Monday, 31 May 2010

Tate Britain: Chris Ofili Exhibition



I firstly heard his name because he is one of the most famous alumni of Chelsea.He studied Fine Art at Chelsea School of Art during 1988-1991 then he continued his Masters at Royal College of Art. I can not say I like his works because he's not particularly my type of artist. But looking into his paintings the elements of his early works are really interesting.



Blossom, 1997, Private Collection, all images: © Chris Ofili

While there is much humour in these early works (one of his Captain Shit paintings, featuring a comic book funk superstar, is in the Tate Briain show, as well as Pimpin’ Ain’t Easy, a painting of a giant phallus adorned with a clown face), Ofili didn’t shy away from the politics of race at the time. His work No Woman No Cry, a portrait of murdered teenager Stephen Lawrence’s mother Doreen, which includes small photos of her son in the teardrops that spill down her face, remains deeply poignant today.
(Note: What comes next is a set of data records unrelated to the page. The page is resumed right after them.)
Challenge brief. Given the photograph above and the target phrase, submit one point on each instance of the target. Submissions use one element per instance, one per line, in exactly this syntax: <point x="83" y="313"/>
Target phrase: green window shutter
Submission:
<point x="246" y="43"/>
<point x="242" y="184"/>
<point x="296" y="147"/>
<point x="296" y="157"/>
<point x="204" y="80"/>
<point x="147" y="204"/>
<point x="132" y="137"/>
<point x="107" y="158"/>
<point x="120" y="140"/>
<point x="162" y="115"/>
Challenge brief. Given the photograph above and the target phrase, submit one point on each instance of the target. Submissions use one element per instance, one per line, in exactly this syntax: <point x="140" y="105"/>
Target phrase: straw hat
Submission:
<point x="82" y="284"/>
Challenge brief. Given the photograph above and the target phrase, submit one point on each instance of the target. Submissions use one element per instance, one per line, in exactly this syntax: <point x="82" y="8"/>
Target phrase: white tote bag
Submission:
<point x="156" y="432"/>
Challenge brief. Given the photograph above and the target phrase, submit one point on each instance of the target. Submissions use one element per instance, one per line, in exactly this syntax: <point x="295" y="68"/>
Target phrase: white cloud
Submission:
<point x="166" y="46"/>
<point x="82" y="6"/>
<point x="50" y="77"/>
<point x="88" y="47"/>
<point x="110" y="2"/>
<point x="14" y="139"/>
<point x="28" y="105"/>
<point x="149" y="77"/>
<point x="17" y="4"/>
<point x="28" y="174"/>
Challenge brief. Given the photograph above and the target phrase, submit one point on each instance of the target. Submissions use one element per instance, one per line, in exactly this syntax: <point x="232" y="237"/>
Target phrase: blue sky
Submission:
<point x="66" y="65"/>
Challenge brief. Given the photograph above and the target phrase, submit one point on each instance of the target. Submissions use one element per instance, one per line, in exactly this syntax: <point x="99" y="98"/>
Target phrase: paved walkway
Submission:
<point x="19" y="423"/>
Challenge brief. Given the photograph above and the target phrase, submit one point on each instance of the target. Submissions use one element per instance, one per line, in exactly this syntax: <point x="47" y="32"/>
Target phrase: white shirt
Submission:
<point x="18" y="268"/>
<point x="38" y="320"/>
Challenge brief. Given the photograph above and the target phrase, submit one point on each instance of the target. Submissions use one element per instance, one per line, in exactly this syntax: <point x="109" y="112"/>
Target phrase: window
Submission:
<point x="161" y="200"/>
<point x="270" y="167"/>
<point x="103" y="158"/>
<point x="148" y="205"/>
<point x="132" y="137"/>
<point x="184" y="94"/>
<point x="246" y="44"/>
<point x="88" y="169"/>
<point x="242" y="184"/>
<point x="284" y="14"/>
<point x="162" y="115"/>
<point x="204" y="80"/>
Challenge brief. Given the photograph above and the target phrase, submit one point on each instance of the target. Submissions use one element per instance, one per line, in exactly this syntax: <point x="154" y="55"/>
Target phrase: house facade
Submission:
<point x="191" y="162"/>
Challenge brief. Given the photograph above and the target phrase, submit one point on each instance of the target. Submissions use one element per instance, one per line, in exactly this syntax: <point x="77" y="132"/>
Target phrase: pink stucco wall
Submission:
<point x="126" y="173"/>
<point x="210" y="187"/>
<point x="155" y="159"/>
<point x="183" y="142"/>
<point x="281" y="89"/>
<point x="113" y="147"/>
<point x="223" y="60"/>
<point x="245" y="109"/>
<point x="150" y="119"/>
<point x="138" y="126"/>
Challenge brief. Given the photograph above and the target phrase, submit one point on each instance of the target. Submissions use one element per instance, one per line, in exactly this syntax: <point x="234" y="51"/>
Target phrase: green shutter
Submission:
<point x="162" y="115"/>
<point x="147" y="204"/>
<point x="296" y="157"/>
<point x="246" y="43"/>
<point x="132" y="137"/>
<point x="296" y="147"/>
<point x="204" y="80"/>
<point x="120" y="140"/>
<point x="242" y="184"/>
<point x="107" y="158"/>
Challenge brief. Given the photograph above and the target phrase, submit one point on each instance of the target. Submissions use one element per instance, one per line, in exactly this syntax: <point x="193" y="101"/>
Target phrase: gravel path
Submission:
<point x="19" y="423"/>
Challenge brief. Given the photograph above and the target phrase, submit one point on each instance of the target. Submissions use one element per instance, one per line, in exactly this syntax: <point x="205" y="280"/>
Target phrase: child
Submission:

His depiction of women in these works is ambiguous however, with explicit porn imagery shown next to more respectful, and beautiful, images of women such as Blossom (shown top). Ofili’s use of porn imagery, which he says was a direct response to living in King’s Cross in London where he witnessed the street life of prostitutes and pimps, reached its zenith of controversy back in 1999 when Mayor Giuliani complained about his depiction of the Virgin Mary in a painting included in the Sensation exhibition that was showing at the Brooklyn Museum in New York. Guiliani threatened to withdraw funding from the Museum for exhibiting the painting, which depicted a black African Mary surrounded by pornographic imagery.

Speaking of the conflicting imagery in his work in an interview with Parkett magazine in 2000, Ofili commented: “It’s about the way the black woman is talked about in hip-hop music. It’s about my religious upbringing, and confusion about that situation. The contradiction of a virgin mother. It’s about the stereotyping of the black female… It’s about beauty. It’s about caricature. And it’s about just being confused.”